By Doug Macron
Privately held Ablitech last week announced that it has received a $2 million grant from the US Department of Defense to develop its siRNA delivery technology for the treatment of heterotopic ossification, a condition characterized by painful bone growths following injuries and trauma.
According to Ablitech CEO Ken Malone, the company first approached the DoD's Telemedicine and Advanced Technology Research Center in early 2009 about funding for its delivery technology, dubbed Versadel, as a means to treat cancer, the company's primary area of interest.
The TATRC, however, “requested Ablitech employ Versadel to address the problem of treating bone disorders associated with severe trauma,” he said in a statement.
The Versadel technology involves creating a thin shell by linking a hydrophilic polymer to an oligonucleotide, a characteristic that the company touts as eliminating the possibility of siRNA leakage.
“It's not nano-encapsulation, which tends to be the trend these days,” Malone told Gene Silencing News. He added that Versadel molecules have also been shown to be stable in serum for up to 48 hours.
In 2008, Ablitech received a grant from the National Science Foundation to develop the technology, then called Poly-RNA, for the delivery of siRNAs targeting pancreatic cancer (GSN 7/10/2008). In those experiments, Versadel-delivered siRNAs against the genes KIF and Kras achieved a functional response in cancer cells, according to the company.

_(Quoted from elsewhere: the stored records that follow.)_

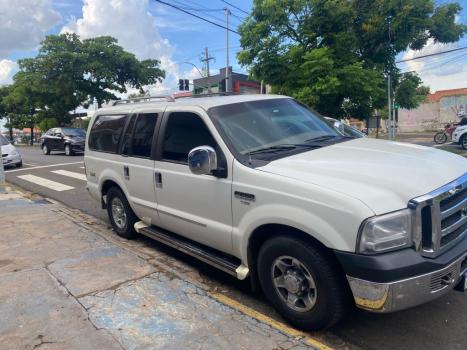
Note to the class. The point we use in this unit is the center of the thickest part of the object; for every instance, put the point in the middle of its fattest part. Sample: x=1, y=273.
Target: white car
x=459, y=136
x=10, y=155
x=261, y=187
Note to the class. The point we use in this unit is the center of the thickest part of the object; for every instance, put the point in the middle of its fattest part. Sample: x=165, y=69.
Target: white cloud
x=7, y=70
x=24, y=23
x=442, y=72
x=135, y=28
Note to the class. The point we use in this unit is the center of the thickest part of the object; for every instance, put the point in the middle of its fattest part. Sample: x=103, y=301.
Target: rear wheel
x=463, y=141
x=120, y=213
x=440, y=138
x=302, y=282
x=45, y=149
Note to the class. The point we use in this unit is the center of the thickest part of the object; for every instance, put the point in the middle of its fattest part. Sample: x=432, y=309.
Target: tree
x=335, y=54
x=68, y=72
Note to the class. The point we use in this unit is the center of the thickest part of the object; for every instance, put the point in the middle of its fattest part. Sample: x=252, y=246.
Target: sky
x=153, y=30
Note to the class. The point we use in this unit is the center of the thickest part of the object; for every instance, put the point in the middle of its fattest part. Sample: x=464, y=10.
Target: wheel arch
x=265, y=232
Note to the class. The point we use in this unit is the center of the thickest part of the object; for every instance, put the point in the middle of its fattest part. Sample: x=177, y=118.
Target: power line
x=199, y=17
x=235, y=7
x=432, y=54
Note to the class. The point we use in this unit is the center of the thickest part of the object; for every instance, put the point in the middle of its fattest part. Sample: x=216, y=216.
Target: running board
x=208, y=255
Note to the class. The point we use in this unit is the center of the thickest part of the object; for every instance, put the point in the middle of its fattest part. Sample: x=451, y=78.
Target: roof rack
x=168, y=98
x=216, y=94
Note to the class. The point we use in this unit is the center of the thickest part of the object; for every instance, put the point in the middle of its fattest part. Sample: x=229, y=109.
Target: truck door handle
x=158, y=179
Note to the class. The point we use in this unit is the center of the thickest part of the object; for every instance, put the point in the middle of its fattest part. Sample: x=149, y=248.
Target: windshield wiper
x=321, y=138
x=273, y=149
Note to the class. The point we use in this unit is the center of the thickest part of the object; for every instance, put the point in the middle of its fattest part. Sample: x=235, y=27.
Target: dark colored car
x=68, y=140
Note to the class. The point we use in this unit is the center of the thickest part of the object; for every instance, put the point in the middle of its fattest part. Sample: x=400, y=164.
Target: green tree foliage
x=68, y=72
x=335, y=54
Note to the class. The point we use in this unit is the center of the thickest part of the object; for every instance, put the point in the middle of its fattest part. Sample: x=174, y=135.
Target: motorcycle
x=442, y=136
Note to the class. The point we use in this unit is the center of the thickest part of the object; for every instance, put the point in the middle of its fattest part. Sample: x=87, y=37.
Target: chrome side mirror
x=202, y=160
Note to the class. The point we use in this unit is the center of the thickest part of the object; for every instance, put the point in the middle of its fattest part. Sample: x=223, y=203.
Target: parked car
x=10, y=155
x=345, y=129
x=261, y=187
x=68, y=140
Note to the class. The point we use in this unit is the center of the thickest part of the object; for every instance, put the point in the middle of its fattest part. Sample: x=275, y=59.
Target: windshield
x=257, y=125
x=3, y=141
x=74, y=132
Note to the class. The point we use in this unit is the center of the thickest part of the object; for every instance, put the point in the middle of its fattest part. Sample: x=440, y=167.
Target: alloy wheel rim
x=118, y=213
x=294, y=283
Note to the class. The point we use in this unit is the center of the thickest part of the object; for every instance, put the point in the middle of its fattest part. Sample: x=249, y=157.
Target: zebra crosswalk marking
x=72, y=174
x=53, y=185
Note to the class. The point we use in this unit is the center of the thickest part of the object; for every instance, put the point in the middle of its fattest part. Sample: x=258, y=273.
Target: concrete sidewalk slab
x=168, y=313
x=64, y=284
x=99, y=269
x=35, y=312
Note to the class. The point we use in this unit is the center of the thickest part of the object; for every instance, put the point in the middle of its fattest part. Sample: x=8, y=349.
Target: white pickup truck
x=262, y=187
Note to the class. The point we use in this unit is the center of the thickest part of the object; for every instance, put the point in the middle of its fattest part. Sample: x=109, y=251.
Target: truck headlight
x=386, y=232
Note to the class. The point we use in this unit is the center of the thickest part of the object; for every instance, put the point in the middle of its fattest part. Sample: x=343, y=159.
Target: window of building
x=143, y=135
x=184, y=132
x=105, y=133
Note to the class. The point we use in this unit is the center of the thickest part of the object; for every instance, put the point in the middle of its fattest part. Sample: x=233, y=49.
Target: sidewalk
x=66, y=283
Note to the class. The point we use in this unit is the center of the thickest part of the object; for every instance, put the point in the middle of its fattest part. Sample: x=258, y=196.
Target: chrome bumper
x=403, y=294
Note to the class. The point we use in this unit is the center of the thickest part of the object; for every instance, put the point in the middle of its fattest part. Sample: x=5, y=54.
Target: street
x=439, y=324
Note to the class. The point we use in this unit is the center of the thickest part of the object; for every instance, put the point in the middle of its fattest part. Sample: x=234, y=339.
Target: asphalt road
x=441, y=324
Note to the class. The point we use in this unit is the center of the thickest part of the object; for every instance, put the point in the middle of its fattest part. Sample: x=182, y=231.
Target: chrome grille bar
x=439, y=227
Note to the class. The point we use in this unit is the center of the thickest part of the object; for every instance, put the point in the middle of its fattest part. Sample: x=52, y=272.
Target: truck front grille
x=440, y=217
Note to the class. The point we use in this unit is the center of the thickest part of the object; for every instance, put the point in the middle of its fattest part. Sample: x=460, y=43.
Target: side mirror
x=202, y=160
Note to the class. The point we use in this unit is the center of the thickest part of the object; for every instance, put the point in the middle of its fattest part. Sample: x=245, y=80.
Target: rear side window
x=185, y=131
x=106, y=132
x=143, y=135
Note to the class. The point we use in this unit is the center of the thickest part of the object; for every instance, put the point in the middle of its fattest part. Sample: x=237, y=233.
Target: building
x=440, y=108
x=240, y=83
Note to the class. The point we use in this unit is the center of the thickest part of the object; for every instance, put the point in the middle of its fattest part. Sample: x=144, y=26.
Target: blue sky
x=151, y=29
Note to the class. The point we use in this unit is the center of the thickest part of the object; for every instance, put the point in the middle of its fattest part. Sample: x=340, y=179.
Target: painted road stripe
x=70, y=174
x=56, y=186
x=44, y=166
x=270, y=321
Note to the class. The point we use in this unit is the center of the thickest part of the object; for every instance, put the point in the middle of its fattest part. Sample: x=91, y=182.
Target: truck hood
x=7, y=149
x=382, y=174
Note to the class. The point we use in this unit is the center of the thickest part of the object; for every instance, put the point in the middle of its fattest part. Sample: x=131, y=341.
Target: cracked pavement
x=68, y=283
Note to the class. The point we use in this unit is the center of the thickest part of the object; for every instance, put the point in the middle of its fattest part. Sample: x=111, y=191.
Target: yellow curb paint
x=269, y=321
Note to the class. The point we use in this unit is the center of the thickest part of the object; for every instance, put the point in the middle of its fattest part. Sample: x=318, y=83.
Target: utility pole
x=227, y=81
x=206, y=60
x=389, y=108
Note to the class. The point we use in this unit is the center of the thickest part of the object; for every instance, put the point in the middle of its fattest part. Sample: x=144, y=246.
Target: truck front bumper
x=400, y=280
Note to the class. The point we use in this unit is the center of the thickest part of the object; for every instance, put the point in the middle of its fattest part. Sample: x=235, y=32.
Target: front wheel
x=440, y=137
x=463, y=141
x=120, y=214
x=68, y=150
x=302, y=282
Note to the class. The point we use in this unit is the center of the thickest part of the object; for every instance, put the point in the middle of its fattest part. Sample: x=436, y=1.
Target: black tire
x=126, y=230
x=463, y=141
x=69, y=150
x=440, y=138
x=45, y=149
x=331, y=290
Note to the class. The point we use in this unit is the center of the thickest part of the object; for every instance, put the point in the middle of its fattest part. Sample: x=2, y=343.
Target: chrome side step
x=210, y=256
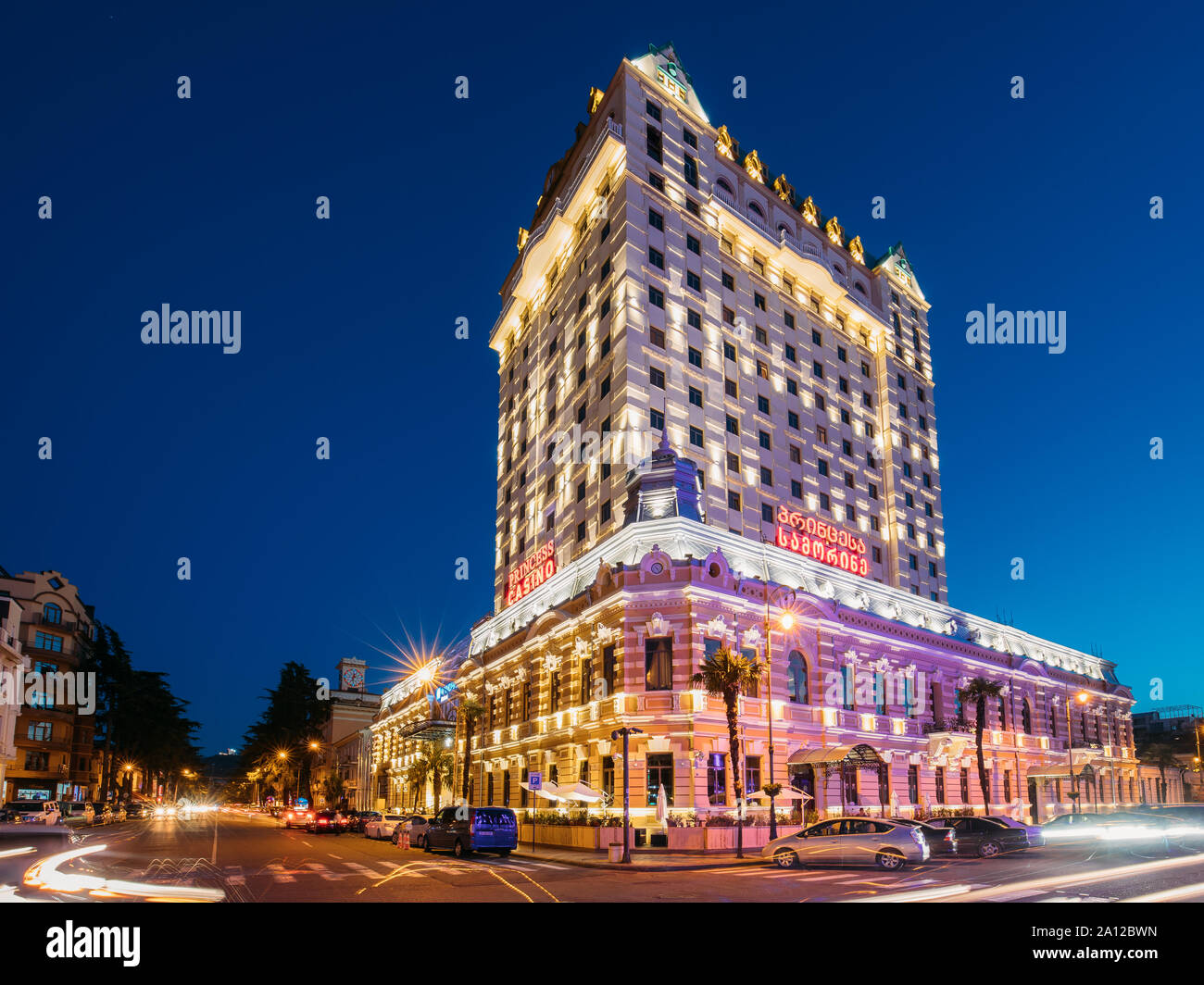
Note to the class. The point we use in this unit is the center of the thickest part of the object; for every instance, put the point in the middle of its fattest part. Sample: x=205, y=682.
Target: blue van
x=484, y=829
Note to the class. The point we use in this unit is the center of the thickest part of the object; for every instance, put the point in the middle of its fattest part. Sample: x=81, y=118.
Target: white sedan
x=383, y=826
x=1035, y=832
x=416, y=828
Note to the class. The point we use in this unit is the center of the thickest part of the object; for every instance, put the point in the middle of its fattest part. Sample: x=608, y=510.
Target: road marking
x=365, y=871
x=1007, y=897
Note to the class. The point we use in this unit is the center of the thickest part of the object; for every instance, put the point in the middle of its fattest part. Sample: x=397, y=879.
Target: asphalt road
x=257, y=861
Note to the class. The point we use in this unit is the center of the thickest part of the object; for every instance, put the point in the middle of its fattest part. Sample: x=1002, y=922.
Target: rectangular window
x=660, y=773
x=654, y=144
x=658, y=664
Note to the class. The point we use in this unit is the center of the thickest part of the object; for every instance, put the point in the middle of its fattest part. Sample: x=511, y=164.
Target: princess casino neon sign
x=821, y=542
x=533, y=572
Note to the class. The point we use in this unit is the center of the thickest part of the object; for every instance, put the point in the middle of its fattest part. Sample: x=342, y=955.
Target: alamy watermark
x=199, y=328
x=1020, y=328
x=49, y=689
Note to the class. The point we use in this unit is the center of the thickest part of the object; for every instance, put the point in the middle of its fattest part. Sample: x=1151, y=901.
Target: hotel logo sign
x=521, y=580
x=821, y=542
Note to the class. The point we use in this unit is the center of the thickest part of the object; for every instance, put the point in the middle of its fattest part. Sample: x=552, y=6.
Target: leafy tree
x=726, y=675
x=469, y=712
x=979, y=690
x=293, y=719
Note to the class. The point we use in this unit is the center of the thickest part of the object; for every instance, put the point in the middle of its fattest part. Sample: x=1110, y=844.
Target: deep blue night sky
x=347, y=325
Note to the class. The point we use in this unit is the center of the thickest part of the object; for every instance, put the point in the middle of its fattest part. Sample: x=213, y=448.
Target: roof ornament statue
x=810, y=211
x=723, y=143
x=856, y=251
x=834, y=231
x=754, y=167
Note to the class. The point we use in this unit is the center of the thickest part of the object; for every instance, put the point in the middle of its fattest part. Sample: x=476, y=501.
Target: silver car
x=850, y=842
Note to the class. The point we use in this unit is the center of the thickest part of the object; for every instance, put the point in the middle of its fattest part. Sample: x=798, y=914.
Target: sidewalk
x=643, y=860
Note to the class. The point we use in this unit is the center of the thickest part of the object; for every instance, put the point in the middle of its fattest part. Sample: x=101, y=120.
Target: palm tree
x=418, y=775
x=1162, y=756
x=469, y=712
x=442, y=766
x=979, y=690
x=725, y=675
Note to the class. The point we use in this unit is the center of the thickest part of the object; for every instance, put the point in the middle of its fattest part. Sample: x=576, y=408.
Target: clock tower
x=350, y=673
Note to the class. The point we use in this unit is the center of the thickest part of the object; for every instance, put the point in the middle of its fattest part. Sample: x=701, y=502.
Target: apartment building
x=53, y=744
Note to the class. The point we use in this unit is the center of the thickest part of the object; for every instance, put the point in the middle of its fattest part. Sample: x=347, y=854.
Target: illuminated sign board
x=671, y=80
x=531, y=573
x=821, y=542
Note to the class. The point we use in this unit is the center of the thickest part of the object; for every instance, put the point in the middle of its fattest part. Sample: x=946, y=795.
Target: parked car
x=481, y=829
x=34, y=812
x=942, y=841
x=359, y=820
x=416, y=828
x=1035, y=832
x=325, y=823
x=296, y=817
x=885, y=843
x=983, y=837
x=382, y=826
x=79, y=812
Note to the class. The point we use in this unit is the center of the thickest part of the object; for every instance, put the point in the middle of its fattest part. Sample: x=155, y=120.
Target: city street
x=254, y=860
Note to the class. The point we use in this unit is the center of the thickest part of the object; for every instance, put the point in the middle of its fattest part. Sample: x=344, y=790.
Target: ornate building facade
x=717, y=429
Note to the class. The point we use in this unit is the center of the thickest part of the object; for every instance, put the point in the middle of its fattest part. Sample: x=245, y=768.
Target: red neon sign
x=531, y=573
x=821, y=542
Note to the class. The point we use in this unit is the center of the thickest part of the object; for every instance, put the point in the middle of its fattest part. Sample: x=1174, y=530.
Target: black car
x=982, y=836
x=942, y=841
x=326, y=823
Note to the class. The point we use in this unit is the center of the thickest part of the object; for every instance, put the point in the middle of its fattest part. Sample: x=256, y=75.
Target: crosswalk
x=342, y=871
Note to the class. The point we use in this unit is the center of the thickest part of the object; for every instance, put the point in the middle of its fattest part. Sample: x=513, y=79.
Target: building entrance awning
x=834, y=756
x=1059, y=772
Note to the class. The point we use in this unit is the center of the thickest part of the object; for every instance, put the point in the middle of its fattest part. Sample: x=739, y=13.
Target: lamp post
x=626, y=732
x=1082, y=697
x=786, y=623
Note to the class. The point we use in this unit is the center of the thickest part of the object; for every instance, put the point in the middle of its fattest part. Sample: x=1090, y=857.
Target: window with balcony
x=658, y=664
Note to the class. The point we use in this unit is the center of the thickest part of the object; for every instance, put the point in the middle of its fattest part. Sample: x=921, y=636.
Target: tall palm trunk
x=978, y=741
x=468, y=759
x=734, y=743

In other in vitro studies, Versadel siRNAs were taken up by mouse bladder cancer cells, and knocked down expression of the reported gene LacZ by 57 percent after 96 hours of exposure with no toxicity.
With these findings and the funding from the DoD, Ablitech is now advancing into in vivo testing in heterotopic ossification.
Malone said that there are a handful of targets for the condition that have been identified by other groups, and Ablitech is currently contacting oligo providers about obtaining siRNAs against them. “We're taking those payloads and doing our modification and seeing if we can't get them to deliver properly,” he said.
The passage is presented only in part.